Cuando el tratamiento farmacológico no funciona, existen alternativas para mejorar el flujo de sangre en el pene y, de esta manera, aumentar su rigidez.

Estos tratamientos son:

Inyección a través de la uretra

Alprostadil (MUSE®). Es un supositorio uretral que contiene alprostadil. La cánula se introduce por la uretra (el conducto de la orina) tras haber orinado (para que el conducto esté húmedo) y se libera el fármaco. Cuando se absorbe, produce la erección. Tras su administración, el efecto se puede notar en unos 15 minutos y suele durar alrededor de 1 hora.

Inyección en el pene

Alprostadil inyectable. Consiste en una inyección que se aplica en el pene mediante una aguja muy fina. El fármaco se debe administrar por el paciente o por su pareja, pero requiere de un cierto entrenamiento previo. La inyección es eficaz a los pocos minutos, y dura más o menos en función de la dosis.

Tanto con el supositorio uretral como con la inyección es importante destacar que la presencia de una erección de más de 4 horas de evolución es anómala y requiere la ayuda de un profesional sanitario.

dispositivo de vacío

Dispositivo de vacío. Es un aparato que genera presión negativa sobre el pene (como una ventosa), y aumenta la cantidad de sangre que entra en él.
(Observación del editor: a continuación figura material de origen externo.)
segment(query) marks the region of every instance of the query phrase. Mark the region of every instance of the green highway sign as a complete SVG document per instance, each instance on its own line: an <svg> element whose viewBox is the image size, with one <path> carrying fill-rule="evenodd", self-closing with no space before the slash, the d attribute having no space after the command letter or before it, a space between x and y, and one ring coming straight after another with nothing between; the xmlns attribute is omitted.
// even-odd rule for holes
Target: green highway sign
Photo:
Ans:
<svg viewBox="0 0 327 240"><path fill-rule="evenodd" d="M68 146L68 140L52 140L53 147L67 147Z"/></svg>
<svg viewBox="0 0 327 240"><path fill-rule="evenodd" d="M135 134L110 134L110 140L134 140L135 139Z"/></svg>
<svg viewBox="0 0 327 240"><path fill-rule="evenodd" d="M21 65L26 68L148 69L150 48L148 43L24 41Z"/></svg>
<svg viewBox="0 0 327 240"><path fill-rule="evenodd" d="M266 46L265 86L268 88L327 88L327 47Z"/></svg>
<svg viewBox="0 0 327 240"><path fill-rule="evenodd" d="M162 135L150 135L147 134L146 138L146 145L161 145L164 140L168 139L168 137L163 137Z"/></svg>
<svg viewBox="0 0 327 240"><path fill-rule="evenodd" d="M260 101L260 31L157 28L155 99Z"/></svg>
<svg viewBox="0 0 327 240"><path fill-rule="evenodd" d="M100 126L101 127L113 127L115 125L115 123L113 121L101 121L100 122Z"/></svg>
Tras conseguir una erección, se coloca una goma o un anillo constrictor en la base del pene para mantener la sangre en su interior, y se retira al terminar las relaciones sexuales.

De manera excepcional, en algunos casos de disfunción eréctil, se puede recurrir al implante de una prótesis.
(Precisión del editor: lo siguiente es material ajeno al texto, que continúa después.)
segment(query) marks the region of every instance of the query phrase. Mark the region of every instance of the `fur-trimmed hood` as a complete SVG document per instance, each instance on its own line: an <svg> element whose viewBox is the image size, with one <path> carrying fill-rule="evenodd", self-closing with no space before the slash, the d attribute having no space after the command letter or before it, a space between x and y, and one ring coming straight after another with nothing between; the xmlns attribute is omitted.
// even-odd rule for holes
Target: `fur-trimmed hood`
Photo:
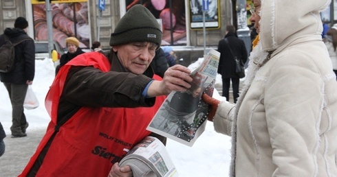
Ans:
<svg viewBox="0 0 337 177"><path fill-rule="evenodd" d="M301 40L305 34L321 38L320 12L330 2L331 0L261 1L260 37L263 49L285 47L294 40Z"/></svg>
Las prótesis de pene son unos dispositivos que se colocan en el interior del pene para tratar de optimizar su rigidez a la hora de mantener relaciones sexuales. Se colocan a través de una incisión en el escroto que deja una cicatriz poco visible. El posoperatorio suele ser corto y, tras 4-6 semanas, se pueden retomar las relaciones sexuales. La sensibilidad, el tacto y el orgasmo no se ven afectados tras la colocación de la prótesis.

Toda disfunción eréctil, incluso la que tiene una causa orgánica, comparte componentes psicológicos. Es decir, de una u otra manera, los aspectos emocionales pueden predisponer, mantener o agravar los problemas de erección.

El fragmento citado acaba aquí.